You run SHOW PROCESSLIST and see a wall of threads in Waiting for table metadata lock. An ALTER TABLE that should finish in seconds hangs for minutes. Queries against one table stop returning, the application connection pool drains, and CPU and disk look calm. This is a metadata lock (MDL) stall. It is a queueing failure, not resource exhaustion. Left alone, it cascades into connection exhaustion and a partial outage where every other table continues to work normally.

What this means

MySQL uses metadata locks to protect table definitions. When a transaction accesses a table, it acquires a shared MDL. DDL statements such as ALTER TABLE, DROP TABLE, RENAME TABLE, or TRUNCATE TABLE need an exclusive MDL. If a long-running transaction or an idle connection with an open transaction holds a shared MDL, the DDL waits.
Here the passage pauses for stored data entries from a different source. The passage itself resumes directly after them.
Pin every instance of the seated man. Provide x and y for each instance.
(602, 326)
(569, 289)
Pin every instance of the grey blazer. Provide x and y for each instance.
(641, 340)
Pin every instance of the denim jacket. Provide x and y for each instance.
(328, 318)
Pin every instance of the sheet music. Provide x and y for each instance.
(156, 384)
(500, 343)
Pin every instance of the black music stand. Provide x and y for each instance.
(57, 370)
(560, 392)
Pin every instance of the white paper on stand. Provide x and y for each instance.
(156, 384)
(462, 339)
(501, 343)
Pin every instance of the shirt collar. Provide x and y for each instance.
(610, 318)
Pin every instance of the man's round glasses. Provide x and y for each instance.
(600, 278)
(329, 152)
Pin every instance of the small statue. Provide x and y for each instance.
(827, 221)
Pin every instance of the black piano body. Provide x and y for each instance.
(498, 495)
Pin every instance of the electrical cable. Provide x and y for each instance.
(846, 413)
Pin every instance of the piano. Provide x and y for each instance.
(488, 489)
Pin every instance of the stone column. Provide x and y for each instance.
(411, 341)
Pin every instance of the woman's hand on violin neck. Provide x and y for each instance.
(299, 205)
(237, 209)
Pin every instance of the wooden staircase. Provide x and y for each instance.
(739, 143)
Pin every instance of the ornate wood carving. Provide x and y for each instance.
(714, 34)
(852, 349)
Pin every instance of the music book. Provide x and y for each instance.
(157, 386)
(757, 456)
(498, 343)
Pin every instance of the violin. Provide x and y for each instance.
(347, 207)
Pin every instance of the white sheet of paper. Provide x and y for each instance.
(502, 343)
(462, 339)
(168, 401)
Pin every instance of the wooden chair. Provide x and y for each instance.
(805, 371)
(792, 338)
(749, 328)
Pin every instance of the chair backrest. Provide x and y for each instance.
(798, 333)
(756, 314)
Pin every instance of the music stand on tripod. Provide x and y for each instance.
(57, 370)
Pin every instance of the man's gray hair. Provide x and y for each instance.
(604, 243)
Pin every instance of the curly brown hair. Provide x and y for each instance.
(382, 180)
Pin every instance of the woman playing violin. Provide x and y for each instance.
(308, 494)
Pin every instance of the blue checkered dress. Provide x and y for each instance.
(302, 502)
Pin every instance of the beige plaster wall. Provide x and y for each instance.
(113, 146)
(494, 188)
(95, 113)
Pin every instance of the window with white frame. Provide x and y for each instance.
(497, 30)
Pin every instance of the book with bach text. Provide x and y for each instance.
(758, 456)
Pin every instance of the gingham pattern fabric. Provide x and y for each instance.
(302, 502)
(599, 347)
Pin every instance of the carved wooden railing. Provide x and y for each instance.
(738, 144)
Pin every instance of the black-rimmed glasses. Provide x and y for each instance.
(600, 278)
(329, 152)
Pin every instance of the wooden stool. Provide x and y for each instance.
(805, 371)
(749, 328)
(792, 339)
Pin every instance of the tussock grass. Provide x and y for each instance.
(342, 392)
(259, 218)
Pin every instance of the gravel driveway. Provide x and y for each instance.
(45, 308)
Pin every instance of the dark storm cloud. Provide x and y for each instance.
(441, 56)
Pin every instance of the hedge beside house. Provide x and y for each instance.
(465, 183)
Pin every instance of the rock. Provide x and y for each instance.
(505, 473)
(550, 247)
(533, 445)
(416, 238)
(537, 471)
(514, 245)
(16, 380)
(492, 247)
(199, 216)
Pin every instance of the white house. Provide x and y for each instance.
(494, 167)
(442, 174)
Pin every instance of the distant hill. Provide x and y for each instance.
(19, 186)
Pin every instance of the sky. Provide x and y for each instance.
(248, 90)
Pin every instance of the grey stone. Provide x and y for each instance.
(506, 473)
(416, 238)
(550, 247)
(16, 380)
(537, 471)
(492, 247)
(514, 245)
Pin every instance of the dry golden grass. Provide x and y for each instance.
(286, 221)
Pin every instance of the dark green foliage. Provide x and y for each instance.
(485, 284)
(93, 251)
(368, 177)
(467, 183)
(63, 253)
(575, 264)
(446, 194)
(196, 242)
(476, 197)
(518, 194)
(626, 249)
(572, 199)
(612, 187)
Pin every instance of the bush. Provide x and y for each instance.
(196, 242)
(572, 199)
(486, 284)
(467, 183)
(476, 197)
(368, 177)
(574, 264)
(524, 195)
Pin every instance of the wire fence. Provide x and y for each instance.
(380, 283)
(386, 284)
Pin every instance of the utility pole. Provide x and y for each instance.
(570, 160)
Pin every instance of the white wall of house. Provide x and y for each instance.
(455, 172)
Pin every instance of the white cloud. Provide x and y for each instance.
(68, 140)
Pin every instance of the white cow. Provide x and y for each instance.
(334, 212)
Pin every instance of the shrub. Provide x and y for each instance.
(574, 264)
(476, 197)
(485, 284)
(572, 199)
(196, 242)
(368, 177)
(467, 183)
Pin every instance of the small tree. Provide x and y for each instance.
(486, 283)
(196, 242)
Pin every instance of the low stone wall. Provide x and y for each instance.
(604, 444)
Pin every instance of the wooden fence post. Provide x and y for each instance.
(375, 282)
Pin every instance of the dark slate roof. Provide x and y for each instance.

Once the DDL is waiting for the exclusive lock, every new DML query against that table queues behind the DDL request. The shared lock from the original transaction blocks the exclusive request, and the exclusive request blocks all subsequent shared requests. Within minutes the queue grows, Threads_connected climbs toward max_connections, and the Questions rate for that table drops to zero.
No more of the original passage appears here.